On Over-Parametrized Models and Sobolev Training

This was part of Statistical and Computational Challenges in Probabilistic Scientific Machine Learning (SciML)

Matthew Li, Massachusetts Institute of Technology (MIT)

Thursday, June 12, 2025

Abstract:

With Sobolev training, neural networks are provided data about both
the function of interest and its derivatives. This setting is
prevalent in scientific machine learning---appearing in molecular
dynamics emulators, derivative-informed neural operators, and
predictors of summary statistics of chaotic dynamical systems---as
well as in traditional machine learning tasks like teacher-student
model distillation. However, fundamental questions remain: How does
over-parameterization influence performance? What role does the
signal-to-noise ratio play? And is additional derivative data always
beneficial?

In this work, we study these questions using tools from statistical
physics and random matrix theory.

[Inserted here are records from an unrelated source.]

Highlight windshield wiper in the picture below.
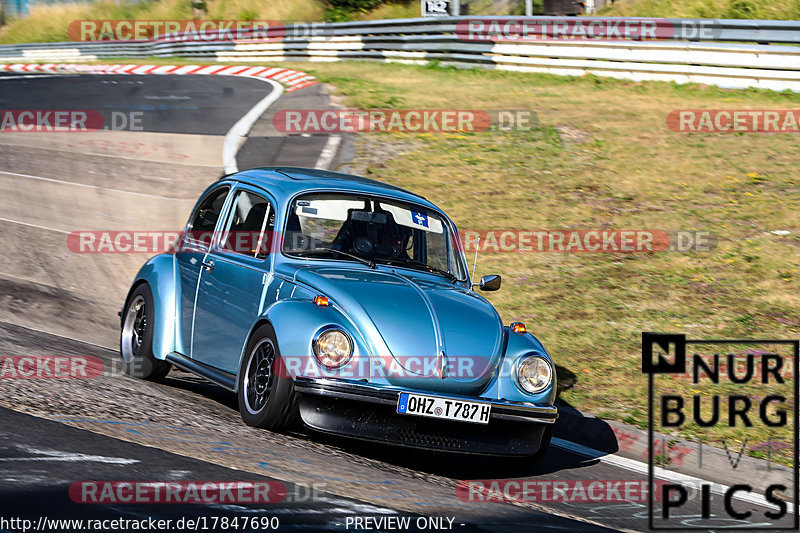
[381,259,458,282]
[292,248,375,268]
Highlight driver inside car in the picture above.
[333,206,411,259]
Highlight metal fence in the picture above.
[0,17,800,92]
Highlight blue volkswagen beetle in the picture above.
[120,168,557,460]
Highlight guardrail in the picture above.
[0,17,800,92]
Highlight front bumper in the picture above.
[295,378,558,456]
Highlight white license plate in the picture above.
[397,392,492,424]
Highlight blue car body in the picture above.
[123,168,557,455]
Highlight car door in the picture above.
[192,187,275,374]
[175,184,231,356]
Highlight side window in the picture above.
[220,191,275,257]
[186,187,229,246]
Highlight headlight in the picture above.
[312,329,353,368]
[517,355,553,394]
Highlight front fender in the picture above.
[242,293,369,383]
[123,254,180,359]
[480,327,556,405]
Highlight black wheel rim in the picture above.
[244,339,275,414]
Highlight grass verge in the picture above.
[20,60,800,463]
[294,63,800,461]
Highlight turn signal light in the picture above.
[511,322,528,333]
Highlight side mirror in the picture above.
[473,275,503,291]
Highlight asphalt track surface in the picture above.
[0,71,792,532]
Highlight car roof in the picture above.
[221,167,438,210]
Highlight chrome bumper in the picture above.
[294,378,558,424]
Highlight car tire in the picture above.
[527,424,553,466]
[237,324,299,431]
[119,283,172,381]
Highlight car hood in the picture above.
[295,267,503,392]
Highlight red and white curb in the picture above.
[0,63,317,92]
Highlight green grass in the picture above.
[12,54,800,463]
[295,63,800,460]
[600,0,800,20]
[0,0,420,44]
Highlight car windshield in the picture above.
[283,193,466,280]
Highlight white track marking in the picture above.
[0,445,139,465]
[551,437,794,514]
[314,135,342,170]
[0,218,71,235]
[222,77,283,174]
[0,170,194,200]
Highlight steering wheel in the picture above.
[353,235,375,255]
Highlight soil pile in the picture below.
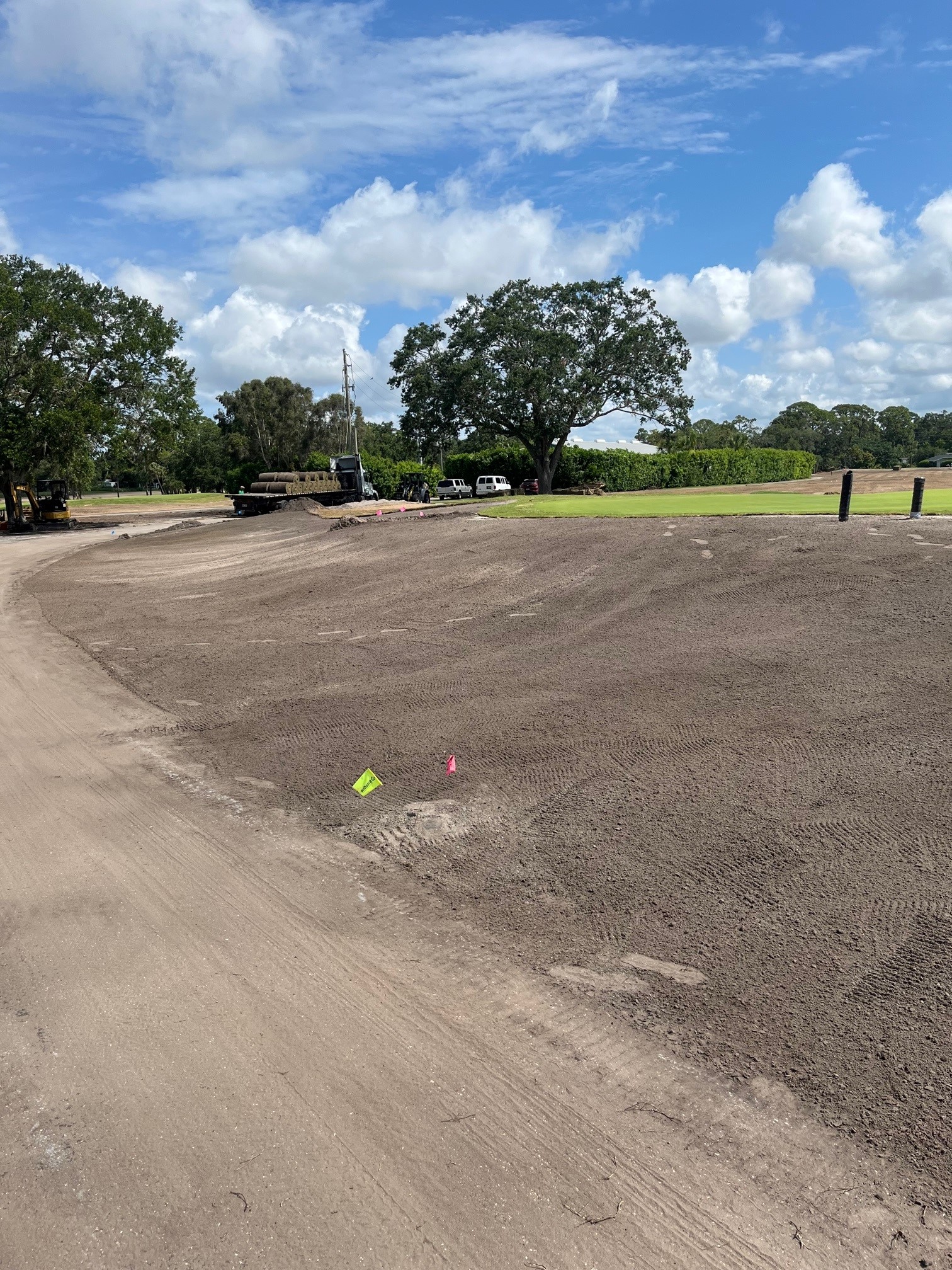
[29,517,952,1196]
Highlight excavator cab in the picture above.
[0,478,76,534]
[37,476,70,525]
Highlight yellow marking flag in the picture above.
[353,767,383,798]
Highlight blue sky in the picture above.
[0,0,952,438]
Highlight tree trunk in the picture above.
[4,471,18,531]
[532,437,567,494]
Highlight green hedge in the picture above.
[445,446,816,493]
[361,455,439,498]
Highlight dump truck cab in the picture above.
[330,455,380,501]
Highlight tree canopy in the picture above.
[0,255,201,515]
[390,278,692,491]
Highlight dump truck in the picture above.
[230,455,380,515]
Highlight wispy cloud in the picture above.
[0,0,875,184]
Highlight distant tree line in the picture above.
[0,255,952,503]
[637,401,952,471]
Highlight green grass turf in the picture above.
[70,494,226,512]
[482,489,952,518]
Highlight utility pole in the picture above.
[343,349,358,454]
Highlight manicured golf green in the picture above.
[481,490,952,518]
[70,494,227,512]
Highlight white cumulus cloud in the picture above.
[630,260,813,345]
[232,178,642,307]
[183,289,365,392]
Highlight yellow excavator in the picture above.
[0,478,76,534]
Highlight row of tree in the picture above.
[638,401,952,471]
[0,255,952,500]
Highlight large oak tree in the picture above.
[0,255,201,518]
[390,278,692,493]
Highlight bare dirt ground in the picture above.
[7,512,952,1270]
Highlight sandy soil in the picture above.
[11,513,952,1270]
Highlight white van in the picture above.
[476,476,513,498]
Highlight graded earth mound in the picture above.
[24,515,952,1199]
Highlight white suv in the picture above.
[476,476,513,498]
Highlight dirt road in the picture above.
[0,525,952,1270]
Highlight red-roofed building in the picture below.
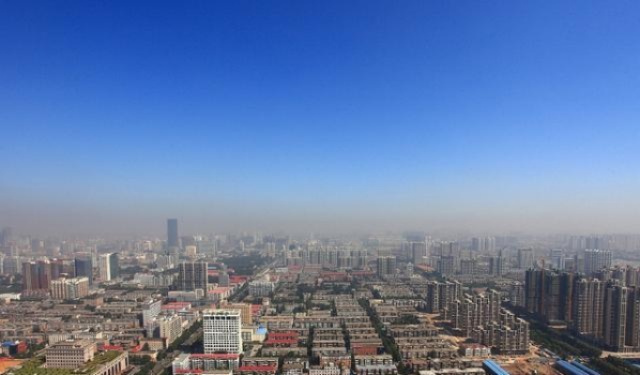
[102,344,122,352]
[161,302,191,312]
[229,275,248,284]
[208,286,231,303]
[236,364,278,375]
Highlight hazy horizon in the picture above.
[0,1,640,235]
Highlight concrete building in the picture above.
[584,249,611,276]
[377,256,396,277]
[202,309,242,354]
[45,341,96,369]
[156,315,182,345]
[49,277,89,300]
[177,262,209,293]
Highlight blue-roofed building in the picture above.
[571,361,600,375]
[482,359,509,375]
[555,360,590,375]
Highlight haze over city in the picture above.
[0,1,640,235]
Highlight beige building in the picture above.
[224,303,253,326]
[49,277,89,300]
[156,315,182,345]
[46,341,96,369]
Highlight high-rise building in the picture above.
[604,285,631,351]
[584,249,611,276]
[202,309,242,354]
[0,227,13,246]
[525,269,574,321]
[549,249,565,271]
[437,255,456,276]
[98,253,120,282]
[74,256,93,285]
[50,277,89,300]
[378,256,396,277]
[489,252,504,277]
[167,219,180,249]
[573,278,606,340]
[177,261,209,293]
[109,253,120,279]
[411,242,427,265]
[22,259,63,291]
[518,249,533,270]
[156,315,182,344]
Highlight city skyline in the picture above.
[0,1,640,235]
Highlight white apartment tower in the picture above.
[202,309,242,354]
[98,254,111,282]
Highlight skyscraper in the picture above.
[378,256,396,277]
[202,309,242,354]
[518,249,533,270]
[74,256,93,285]
[549,249,565,271]
[109,253,120,279]
[177,262,209,293]
[584,249,611,276]
[167,219,180,249]
[411,242,427,264]
[22,259,63,291]
[98,253,120,281]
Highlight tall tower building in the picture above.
[202,310,242,354]
[604,285,630,350]
[98,253,120,282]
[109,253,120,279]
[411,242,427,265]
[167,219,180,249]
[177,262,209,293]
[584,249,611,276]
[518,249,533,270]
[74,256,93,285]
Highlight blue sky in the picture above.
[0,0,640,233]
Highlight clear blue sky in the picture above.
[0,0,640,232]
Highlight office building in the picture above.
[584,249,611,276]
[202,309,242,354]
[74,256,93,285]
[22,259,63,292]
[98,253,120,282]
[411,242,427,265]
[177,262,209,293]
[377,256,396,277]
[45,341,96,369]
[518,249,533,270]
[167,219,180,250]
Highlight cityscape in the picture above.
[0,225,640,375]
[0,0,640,375]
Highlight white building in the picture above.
[202,310,242,354]
[98,254,111,282]
[142,300,162,327]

In particular, we consider Sobolev
training in the proportional asymptotics regime in which the problem
dimensionality d, single hidden-layer features p, and training points
n grow to infinity at fixed ratios. We focus on target functions
modeled as single-index models (i.e., ridge functions with a single
intrinsic dimension), providing theoretical insights into the effects
of derivative information in high-dimensional learning.

Joint with Kate Fisher, Timo Schorlepp, and Youssef Marzouk.